Doch die Behörde lehnte den Vorsteuerabzug ab. Eine Rechnung setze eine „vollständige Anschrift“ und damit zutreffende Anschrift voraus. Hier sei die Anschrift der GmbH aber lediglich eine Briefkastenadresse am Sitz einer Kanzlei, die eine Domiziladresse auch für weitere Firmen sei. Die vorwiegende Geschäftstätigkeit und der eigentliche Unternehmenssitz lägen in Ungarn, rügte das Finanzamt. Der GmbH-Geschäftsführer komme nur einmal im Monat in die Kanzlei, wo er dann einen Schreibtisch, Telefon und Computer nutzen könne.
In seinem Urteil vom 21. April 2016 gab das Finanzgericht dem Kunden des Schrotthändlers recht. Der Begriff der „vollständigen Anschrift“ sei nicht so eng. „Anschrift“ und „Sitz der wirtschaftlichen Aktivität“ seien nicht gleichzusetzen. Der Sitz einer Firma könne anders als bei „geschäftlichen Aktivitäten“ mit allgemein zugänglichen Quellen wie Auskunftsdateien oder auch dem Handelsregister bestimmt werden.

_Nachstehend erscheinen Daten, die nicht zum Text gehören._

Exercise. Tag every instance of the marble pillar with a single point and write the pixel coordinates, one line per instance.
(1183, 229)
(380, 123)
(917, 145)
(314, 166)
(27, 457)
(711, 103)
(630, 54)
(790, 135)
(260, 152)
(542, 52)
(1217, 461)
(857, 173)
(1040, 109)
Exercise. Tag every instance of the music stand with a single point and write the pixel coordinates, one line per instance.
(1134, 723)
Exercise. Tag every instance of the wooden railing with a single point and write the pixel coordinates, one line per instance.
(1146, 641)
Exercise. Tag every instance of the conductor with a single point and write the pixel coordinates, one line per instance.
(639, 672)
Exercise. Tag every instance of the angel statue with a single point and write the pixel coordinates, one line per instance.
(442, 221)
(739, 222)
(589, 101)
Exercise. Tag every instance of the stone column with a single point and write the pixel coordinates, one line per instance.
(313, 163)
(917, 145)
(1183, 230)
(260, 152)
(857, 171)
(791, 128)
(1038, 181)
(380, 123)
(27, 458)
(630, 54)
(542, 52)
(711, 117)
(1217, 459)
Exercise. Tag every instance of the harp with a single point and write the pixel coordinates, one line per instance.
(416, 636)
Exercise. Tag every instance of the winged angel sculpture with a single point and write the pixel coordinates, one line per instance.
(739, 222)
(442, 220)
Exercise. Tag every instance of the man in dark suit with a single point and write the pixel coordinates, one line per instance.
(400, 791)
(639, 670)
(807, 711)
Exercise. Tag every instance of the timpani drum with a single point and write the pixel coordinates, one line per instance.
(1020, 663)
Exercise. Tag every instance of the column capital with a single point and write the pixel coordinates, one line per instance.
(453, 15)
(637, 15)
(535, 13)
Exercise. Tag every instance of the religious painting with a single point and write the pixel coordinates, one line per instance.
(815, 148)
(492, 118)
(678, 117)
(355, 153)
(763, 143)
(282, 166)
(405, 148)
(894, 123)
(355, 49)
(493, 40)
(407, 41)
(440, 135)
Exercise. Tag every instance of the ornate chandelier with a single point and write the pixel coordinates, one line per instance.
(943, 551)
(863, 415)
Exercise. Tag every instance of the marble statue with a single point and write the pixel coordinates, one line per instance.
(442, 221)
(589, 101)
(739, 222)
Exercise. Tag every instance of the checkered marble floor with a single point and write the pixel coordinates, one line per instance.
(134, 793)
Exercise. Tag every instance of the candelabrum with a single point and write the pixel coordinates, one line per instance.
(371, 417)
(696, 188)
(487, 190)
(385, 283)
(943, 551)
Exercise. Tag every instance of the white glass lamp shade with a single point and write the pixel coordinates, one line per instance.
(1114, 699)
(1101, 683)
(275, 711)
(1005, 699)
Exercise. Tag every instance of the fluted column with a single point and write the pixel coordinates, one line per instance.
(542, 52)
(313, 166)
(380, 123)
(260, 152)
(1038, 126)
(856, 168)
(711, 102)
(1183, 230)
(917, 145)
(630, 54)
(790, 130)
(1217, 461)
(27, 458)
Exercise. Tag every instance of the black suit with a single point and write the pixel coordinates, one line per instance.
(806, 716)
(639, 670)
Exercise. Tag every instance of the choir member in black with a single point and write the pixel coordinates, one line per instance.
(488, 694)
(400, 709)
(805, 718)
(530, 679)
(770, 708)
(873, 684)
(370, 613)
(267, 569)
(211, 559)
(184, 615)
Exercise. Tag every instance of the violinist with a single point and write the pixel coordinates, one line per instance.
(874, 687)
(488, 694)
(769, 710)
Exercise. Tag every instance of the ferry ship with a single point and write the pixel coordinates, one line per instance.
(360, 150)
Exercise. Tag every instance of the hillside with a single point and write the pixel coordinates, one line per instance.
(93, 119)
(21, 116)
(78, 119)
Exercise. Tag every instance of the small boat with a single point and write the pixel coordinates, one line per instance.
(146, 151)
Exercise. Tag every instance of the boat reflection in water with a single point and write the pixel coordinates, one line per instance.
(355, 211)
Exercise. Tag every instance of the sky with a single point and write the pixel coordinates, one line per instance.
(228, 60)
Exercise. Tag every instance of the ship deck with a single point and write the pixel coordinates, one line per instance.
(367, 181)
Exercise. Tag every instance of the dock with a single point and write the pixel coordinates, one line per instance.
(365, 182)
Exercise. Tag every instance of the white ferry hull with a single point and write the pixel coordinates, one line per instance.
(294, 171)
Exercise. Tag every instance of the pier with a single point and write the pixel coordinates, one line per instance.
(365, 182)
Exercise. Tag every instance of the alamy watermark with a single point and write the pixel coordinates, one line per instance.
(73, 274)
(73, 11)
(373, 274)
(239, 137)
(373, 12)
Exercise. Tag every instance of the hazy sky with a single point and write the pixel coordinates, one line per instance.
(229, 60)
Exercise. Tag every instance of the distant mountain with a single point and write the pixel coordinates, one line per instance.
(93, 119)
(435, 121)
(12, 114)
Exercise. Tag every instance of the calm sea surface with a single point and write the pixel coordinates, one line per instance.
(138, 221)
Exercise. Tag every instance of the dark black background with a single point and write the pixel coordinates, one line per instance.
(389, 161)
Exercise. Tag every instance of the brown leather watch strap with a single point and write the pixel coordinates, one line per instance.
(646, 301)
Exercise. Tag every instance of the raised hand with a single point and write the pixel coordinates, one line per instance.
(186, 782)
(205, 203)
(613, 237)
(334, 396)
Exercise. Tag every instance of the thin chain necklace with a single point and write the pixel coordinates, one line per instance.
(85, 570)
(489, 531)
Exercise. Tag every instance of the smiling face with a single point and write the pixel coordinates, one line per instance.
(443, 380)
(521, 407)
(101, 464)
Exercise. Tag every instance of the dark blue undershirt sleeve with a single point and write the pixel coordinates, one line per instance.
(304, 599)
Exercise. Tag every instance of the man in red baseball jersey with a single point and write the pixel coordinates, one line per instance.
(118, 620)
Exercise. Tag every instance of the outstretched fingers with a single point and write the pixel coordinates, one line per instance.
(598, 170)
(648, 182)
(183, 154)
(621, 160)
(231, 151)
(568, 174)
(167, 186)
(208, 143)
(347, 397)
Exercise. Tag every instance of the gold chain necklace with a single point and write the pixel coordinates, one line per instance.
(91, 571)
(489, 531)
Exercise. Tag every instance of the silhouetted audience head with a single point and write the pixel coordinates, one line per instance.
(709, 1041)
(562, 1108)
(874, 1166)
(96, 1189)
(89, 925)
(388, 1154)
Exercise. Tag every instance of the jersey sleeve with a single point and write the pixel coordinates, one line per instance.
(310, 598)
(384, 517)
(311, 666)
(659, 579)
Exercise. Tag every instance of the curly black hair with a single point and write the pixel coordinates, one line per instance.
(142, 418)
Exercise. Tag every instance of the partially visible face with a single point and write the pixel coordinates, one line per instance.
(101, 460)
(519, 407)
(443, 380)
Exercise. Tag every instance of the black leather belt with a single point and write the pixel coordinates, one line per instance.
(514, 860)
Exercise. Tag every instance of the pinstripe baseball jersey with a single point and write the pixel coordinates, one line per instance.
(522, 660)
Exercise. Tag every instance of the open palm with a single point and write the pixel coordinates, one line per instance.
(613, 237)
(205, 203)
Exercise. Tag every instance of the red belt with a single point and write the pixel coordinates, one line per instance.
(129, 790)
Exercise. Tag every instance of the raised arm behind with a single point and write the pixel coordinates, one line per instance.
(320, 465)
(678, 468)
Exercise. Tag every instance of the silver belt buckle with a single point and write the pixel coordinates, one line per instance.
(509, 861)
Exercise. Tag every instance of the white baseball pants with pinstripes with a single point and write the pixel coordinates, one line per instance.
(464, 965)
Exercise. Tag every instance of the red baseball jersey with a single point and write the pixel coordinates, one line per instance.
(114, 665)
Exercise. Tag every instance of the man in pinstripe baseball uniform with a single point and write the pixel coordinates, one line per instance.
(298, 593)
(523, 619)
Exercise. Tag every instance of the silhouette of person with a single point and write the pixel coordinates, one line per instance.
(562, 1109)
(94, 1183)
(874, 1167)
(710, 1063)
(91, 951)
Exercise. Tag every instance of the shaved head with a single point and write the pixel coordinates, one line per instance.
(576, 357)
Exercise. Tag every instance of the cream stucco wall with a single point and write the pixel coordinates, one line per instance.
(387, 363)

Im Übrigen habe es auch hier „geschäftliche Aktivitäten“ in Deutschland gegeben. So habe der Geschäftsführer einmal monatlich die Kanzleiräume aufgesucht und habe Schrotthandel betrieben. Ein Vorsteuerabzug sei zwar bei betrügerischem oder missbräuchlichem Handeln ausgeschlossen. Eine Steuerhinterziehung liege hier aber nicht vor.
Gegen das Urteil hat das Finanzamt Revision beim Bundesfinanzhof in München eingelegt. Dort ist das Verfahren unter dem Aktenzeichen V R 28/16 anhängig.
Der Europäische Gerichtshof (EuGH) in Luxemburg hatte 2011 entschieden, dass aber auch Briefkastenfirmen Körperschaft- und Gewerbesteuer zahlen müssen (Urteil und JurAgentur-Meldung vom 15. November 2011, Az.: C-106/09 P).